Intuitively, every weighted homogeneous polynomial is a sum of monomials where the “further” you go along the variables, the higher the weight, so they contribute more to the total weighted degree \(d\) the monomial has to have. For example, in \(R[E_1, E_2, E_3]\), the elements \(E_1^3\), \(E_1E_2\) and \(E_3\) all have the same weighted degree \(3\), so they would all be elements of \(R[E_1, E_2, E_3]_3\). We have a very similar decomposition as before, given by \[\begin{align*} R[E_1, \ldots, E_n] = \bigoplus_{d \in \N} R[E_1, \ldots, E_n]_d \end{align*}\] which holds for the same reason as before.

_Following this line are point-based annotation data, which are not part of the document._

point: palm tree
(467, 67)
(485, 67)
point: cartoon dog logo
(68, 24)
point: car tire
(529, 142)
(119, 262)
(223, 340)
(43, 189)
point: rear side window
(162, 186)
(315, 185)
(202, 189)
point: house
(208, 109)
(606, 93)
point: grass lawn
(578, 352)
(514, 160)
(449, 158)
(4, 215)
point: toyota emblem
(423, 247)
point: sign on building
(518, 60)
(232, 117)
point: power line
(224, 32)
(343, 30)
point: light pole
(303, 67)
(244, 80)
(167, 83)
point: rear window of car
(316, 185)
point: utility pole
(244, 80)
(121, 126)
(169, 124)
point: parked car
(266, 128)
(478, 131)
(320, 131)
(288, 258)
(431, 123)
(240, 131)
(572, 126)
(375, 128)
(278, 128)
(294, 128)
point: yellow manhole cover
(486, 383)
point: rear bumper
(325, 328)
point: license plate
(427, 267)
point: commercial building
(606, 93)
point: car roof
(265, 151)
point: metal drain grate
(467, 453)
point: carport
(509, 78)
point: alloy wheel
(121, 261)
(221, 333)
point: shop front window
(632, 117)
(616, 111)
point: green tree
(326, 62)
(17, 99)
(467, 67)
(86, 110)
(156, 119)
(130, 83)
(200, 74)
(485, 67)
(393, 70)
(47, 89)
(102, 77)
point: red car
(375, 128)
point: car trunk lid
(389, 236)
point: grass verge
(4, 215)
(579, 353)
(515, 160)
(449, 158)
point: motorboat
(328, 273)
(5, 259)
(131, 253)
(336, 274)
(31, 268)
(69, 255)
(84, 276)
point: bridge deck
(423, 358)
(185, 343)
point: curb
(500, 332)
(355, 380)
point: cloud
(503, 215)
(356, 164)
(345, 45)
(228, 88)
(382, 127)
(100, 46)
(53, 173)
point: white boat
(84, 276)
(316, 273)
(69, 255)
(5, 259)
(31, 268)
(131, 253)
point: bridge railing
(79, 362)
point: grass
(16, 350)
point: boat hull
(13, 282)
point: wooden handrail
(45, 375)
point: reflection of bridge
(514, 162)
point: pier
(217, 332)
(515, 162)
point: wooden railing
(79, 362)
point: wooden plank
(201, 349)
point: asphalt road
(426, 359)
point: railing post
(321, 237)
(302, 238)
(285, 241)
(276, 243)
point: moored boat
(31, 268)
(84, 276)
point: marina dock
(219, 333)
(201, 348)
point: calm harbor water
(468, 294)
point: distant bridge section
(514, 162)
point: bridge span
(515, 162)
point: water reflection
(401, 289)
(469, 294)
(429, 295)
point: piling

These weighted homogeneous polynomials might seem a bit arbitrary at first. However, it makes sense when we look at what \(\iota\) does to such a polynomial. A variable \(E_k\) is mapped to \(e_k\) and, going back to our definition of the elementary symmetric polynomials, we can see that \(e_k\) has degree \(k\). This then means that \(\iota\) ensures that a weighted homogeneous polynomial of weighted degree \(d\) is mapped to a homogeneous polynomial of degree \(d\). For example, in \(\iota(E_1E_2) = e_1e_2 = (X_1 + X_2)(X_1X_2) \in R[X_1, X_2]\), we see that \(E_1E_2\) has weighted degree \(3\), according to our definition, and the output multiplies monomials of degrees \(1\) and \(2\), which sums to \(3\) as well.

Before we tackle the proof, we introduce two orders. Let \(\lambda, \mu\) be \(n\)-tuples. We will need the lexicographic order \(\lambda \leq_{\text{Lex}} \mu\), defined in the usual way. Furthermore, we require the concept of a dominance order, defined as \[\begin{align*} \lambda \trianglelefteq \mu : \Leftrightarrow \forall k, \lambda_1 + \ldots + \lambda_k \leq \mu_1 + \ldots + \mu_k. \end{align*}\] We note that \(\trianglelefteq\) is a partial order (\((1,1) \not\trianglelefteq (3,0)\) and \((3,0) \not\trianglelefteq (1,1)\)), while \(\leq_{\text{Lex}}\) is a total order.

We are now ready to tackle the proof.

Proof

We have seen that \(R[X_1, \ldots, X_n]^{S_n}\) and \(R[E_1, \ldots, E_n]\) can be decomposed into a direct sum of \(R[X_1, \ldots, X_n]_d^{S_n}\) and \(R[E_1, \ldots, E_n]_d\) over all degrees. As \(\iota\) preserves the degree, as we established, it suffices to prove that \(\iota\) is an isomorphism for every degree \(d\).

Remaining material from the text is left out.